Hindus are presumed to have as their ancestors the “Saptrishis”—the seven sages: Vishwamitra, Jamdagni, Bharadwaj, Gautam, Atreya, Vasishta, Kashyap. There are 47 sub-gotras or “pravar” which take root in the seven gotras. The Hindu Marriage Act 1956 lays down prohibited degrees of relationship based on the gotra system. Gotra passes from father to son. Daughters transcend from their parental gotra to the gotra of their husband on marriage. If a non-Hindu male marries a Hindu lady then his father-in-law has the option of adopting either him or the offspring of such marriage and gotra can be passed on—as also the benefits of Hindu Succession Act and the income tax laws for undivided Hindu families.
In case of Rahul Gandhi, his grandfather, Feroze Gandhi, had married Indira Nehru in August 1942 at a “Gandhian Vedic ceremony”, which as on that date did not have standing in law (it is said a civil registration took place later, but this is not verified in any account). At his mother’s insistence, Feroze had worn during the ceremony the Parsi holy thread, which was bestowed upon him during his Navjote (initiation) ceremony as a Parsi.
Feroze Gandhi’s biographer, the Swedish journalist Bertil Falk, in her well-researched tome, Feroze, The Forgotten Gandhi has chronicled the wedding as well as Feroze’s funeral in 1960. According to her, Feroze was cremated in Nigambodh Ghat and half of his ashes were immersed at the Sangam and the other half buried at the Parsi cemetery at Allahabad’s Rajapur Road. An Oothaamna ceremony as per Parsi custom was held for Feroze Gandhi at Allahabad’s Hotel Finaro on 10 September 1960. Falk describes the firebrand parliamentarian, who pioneered scam busting on Lok Sabha floor, as “non-religious”, who was neither a devoted Parsi nor had he converted to Hinduism. “Feroze and Indira’s sons, according to rules observed by the Parsis, may have been Parsis by birth but they were never Zoroastrians by choice,” Falk writes.

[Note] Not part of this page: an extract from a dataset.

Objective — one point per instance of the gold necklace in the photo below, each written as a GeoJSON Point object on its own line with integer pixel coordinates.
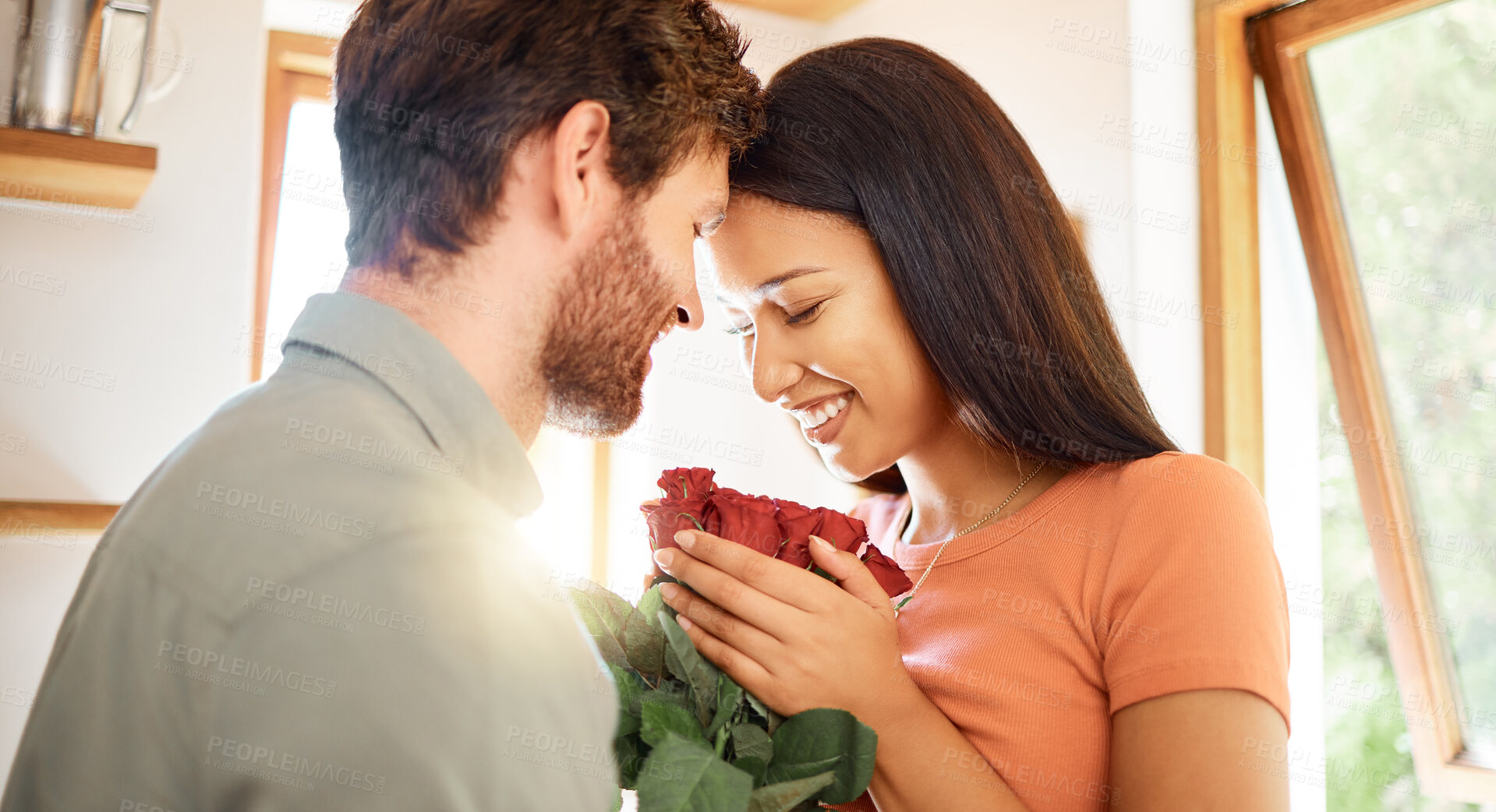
{"type": "Point", "coordinates": [910, 509]}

The controversy regarding Rahul’s gotra ironically was stirred up on 26 November (which is anniversary of the adoption of India’s Constitution) when he visited Pushkar after paying obeisance at the Ajmer dargah. He was described as a “Kaul-Dattatreya”, the gotra which Motilal Nehru had recorded when he went to Pushkar in 1924. Dattatreya denotes a sub-gotra derived from Atreya Rishi. Jawaharlal Nehru in 1945 and 1964; Indira Gandhi in 1980; Sanjay Gandhi months before his tragic death in April 1980, Rajiv Gandhi thrice during the decade of the 1980s and Rahul Gandhi himself in his previous visit in 2013 had used this identity while offering prayers. No controversy was stirred.
The present brouhaha is the result of Congress drifting away from Nehruvian thought to adopt the aggressiveness of the Sangh Parivar to attract votes on communal lines. In his attacks on Narendra Modi, Rahul Gandhi borrows the acerbic tactics of Rammanohar Lohia and Raj Narain and his approach to religiosity seems to be skewed towards the viewpoint of Purushottam Das Tandon. If Congress is to find its feet and be relevant in the nation’s political discourse, Rahul Gandhi will have to adopt the Nehru-Gandhi adage.